On Nov 3, 2008, at 10:03 AM, David Schwartz wrote:
Patrick W. Gilmore wrote:
4. There is a reason behind ratios which has nothing to do with telco
"sender-pays"
There is an alleged reason.
Peering rations were first 'big news' when BBN wanted to de-peer
Above.Net, Global Center, and Exodus in 1998. I spent a long time
chatting with BBN's CTO about why BBN wanted to do this. I am
convinced the facts are correct.
Perhaps more importantly, anyone who understands how BGP, fiber,
routers, etc. work can figure this out for themselves without even
talking to another network. Put another way, this is not a fantasy,
supposition, bluster, etc.
What do you have to convince people otherwise?
Hot potato routing + very poor ratios puts much more of the cost on
the receiving network. This is a valid, logical, and costly concern
for receiving networks.
So what? So the argument is:
1) Your customers want to receive from my customers.

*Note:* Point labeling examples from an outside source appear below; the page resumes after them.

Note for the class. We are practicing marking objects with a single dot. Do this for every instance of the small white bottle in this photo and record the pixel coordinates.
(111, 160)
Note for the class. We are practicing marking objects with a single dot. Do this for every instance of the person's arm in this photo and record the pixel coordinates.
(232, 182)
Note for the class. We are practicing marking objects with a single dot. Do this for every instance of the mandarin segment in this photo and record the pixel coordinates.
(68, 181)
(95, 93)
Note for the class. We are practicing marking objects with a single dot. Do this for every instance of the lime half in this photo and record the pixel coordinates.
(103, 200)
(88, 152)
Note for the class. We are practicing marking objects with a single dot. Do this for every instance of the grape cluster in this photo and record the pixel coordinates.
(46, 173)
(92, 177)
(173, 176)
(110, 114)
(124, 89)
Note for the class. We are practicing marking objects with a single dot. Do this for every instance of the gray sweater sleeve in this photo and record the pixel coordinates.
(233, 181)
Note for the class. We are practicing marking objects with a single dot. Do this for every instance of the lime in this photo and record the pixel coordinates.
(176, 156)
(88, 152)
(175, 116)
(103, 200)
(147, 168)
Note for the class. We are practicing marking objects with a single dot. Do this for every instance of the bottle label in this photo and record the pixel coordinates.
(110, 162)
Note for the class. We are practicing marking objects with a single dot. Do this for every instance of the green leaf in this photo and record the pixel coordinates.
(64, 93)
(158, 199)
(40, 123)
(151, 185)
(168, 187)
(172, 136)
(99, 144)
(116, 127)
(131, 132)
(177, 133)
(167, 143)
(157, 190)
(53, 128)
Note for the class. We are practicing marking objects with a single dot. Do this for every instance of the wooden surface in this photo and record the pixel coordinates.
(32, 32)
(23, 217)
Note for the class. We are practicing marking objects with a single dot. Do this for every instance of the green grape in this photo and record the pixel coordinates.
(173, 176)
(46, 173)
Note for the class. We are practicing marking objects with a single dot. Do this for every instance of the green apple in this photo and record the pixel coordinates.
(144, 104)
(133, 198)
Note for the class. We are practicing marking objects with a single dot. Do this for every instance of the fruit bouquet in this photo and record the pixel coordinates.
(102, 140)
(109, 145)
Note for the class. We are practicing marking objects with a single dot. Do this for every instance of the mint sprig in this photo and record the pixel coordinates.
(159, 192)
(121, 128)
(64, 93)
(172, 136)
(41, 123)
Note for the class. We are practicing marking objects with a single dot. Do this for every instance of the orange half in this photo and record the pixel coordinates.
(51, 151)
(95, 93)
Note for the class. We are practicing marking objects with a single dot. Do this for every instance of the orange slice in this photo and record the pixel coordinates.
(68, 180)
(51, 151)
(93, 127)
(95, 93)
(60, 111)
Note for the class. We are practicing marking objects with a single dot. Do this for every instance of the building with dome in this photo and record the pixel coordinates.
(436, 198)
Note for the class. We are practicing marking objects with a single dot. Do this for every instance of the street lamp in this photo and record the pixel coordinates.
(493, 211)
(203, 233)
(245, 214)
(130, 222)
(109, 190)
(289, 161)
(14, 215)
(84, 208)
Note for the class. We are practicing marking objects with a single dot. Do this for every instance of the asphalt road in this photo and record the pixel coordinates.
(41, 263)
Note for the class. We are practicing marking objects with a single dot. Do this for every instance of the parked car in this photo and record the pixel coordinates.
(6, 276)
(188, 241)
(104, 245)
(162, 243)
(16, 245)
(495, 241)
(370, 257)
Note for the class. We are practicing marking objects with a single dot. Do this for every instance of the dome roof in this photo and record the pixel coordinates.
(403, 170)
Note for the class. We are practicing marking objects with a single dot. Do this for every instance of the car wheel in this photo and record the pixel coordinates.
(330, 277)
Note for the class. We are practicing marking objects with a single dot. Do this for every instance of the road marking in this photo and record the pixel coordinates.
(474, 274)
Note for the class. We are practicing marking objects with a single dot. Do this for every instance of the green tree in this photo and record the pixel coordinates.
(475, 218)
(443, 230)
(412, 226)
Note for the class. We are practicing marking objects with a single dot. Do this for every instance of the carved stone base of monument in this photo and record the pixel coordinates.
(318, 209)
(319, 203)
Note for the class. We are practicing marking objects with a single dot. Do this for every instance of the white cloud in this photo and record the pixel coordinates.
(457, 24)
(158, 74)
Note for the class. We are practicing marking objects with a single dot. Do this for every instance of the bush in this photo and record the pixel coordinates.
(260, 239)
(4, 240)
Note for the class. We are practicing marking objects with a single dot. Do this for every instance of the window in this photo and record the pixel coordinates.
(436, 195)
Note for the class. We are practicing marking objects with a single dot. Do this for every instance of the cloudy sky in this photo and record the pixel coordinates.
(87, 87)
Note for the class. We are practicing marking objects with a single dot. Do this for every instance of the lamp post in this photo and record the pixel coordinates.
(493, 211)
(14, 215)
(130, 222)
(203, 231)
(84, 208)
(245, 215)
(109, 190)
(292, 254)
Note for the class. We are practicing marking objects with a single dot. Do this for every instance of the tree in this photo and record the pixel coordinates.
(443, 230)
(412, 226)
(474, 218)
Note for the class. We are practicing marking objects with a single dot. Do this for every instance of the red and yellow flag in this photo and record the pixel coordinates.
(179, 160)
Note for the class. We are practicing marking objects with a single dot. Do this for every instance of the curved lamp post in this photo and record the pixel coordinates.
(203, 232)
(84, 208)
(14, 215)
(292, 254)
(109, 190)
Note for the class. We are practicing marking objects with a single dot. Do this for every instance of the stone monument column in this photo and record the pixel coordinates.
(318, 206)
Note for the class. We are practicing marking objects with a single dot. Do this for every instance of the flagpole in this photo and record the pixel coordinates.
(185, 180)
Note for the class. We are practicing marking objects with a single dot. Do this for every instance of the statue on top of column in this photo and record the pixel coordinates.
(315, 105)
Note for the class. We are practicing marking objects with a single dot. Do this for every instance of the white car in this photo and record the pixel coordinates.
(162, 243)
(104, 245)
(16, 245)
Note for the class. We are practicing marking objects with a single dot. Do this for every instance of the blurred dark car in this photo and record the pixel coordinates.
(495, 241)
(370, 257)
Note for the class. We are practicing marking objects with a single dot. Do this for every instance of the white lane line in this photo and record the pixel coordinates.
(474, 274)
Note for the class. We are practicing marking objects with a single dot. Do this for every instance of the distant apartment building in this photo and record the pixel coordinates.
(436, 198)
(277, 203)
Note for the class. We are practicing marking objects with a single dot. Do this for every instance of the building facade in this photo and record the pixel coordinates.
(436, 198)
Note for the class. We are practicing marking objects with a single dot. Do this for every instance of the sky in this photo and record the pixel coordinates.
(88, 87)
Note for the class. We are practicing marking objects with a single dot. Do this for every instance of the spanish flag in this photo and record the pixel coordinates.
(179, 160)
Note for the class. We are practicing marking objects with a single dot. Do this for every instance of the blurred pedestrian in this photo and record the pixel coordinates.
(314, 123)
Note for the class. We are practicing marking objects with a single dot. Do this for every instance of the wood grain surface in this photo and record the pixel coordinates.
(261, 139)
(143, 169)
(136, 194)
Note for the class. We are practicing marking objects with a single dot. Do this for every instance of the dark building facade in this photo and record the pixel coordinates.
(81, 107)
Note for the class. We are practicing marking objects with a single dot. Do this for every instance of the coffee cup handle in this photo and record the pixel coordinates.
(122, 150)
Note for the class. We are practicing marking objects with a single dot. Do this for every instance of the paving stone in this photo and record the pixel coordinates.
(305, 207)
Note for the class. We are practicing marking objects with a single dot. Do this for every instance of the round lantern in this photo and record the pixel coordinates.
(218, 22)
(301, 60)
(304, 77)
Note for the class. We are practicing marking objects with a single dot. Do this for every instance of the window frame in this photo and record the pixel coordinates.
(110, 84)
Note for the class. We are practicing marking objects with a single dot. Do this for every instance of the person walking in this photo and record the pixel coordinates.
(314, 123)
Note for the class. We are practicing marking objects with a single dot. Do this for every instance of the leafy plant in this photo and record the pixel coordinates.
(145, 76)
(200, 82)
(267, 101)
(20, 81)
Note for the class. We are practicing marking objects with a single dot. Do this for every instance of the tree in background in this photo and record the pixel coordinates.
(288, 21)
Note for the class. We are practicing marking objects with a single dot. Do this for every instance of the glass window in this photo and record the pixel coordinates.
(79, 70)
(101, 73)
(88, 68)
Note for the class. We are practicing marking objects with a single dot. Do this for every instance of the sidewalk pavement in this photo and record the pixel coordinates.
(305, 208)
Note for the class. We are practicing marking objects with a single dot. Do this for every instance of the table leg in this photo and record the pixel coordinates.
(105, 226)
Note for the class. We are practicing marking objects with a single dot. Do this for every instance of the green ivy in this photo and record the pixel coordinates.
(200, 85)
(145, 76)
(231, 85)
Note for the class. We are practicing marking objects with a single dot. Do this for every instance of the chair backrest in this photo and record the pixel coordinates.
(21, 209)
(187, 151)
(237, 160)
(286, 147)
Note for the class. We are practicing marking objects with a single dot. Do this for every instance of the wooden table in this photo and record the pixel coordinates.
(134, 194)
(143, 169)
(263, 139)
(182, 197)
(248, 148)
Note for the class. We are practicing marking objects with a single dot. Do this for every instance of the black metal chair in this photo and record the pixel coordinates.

2) Receiving is more expensive.
3) Therefore you should pay me?
I don't remember saying that at all. Perhaps you should re-read my
post.
I want to send, and sending is cheap. Your customers want to do the
expensive receiving, not mine. My customers want to do the cheap
sending.
The ratio argument is nonsense. If your customers want to receive
mostly,
and receiving is expensive, they should pay you more to cover your
higher
costs in receiving traffic. If my customers mostly want to send, and
sending
is cheap, then I should pay less, since I want to do the cheap thing
and you
want to do the expensive thing.
The ratio argument is not nonsense. And fortunately, what you spout
on NANOG has no effect on reality.
Your customers pay you to carry their traffic across your network
between
them and the next network in the line. There is no reason anyone
else should
compensate you for doing this.
<eyeball-network advocate>
Your customers pay you to deliver their traffic to my eyeballs. There
is no reason I should compensate you for doing so.
</advocate>
The FACT is that a point-source sending traffic to distributed
receivers combined with hot-potato routing puts more of the cost on
the receiver. That fact is not in dispute, apparently even you agree.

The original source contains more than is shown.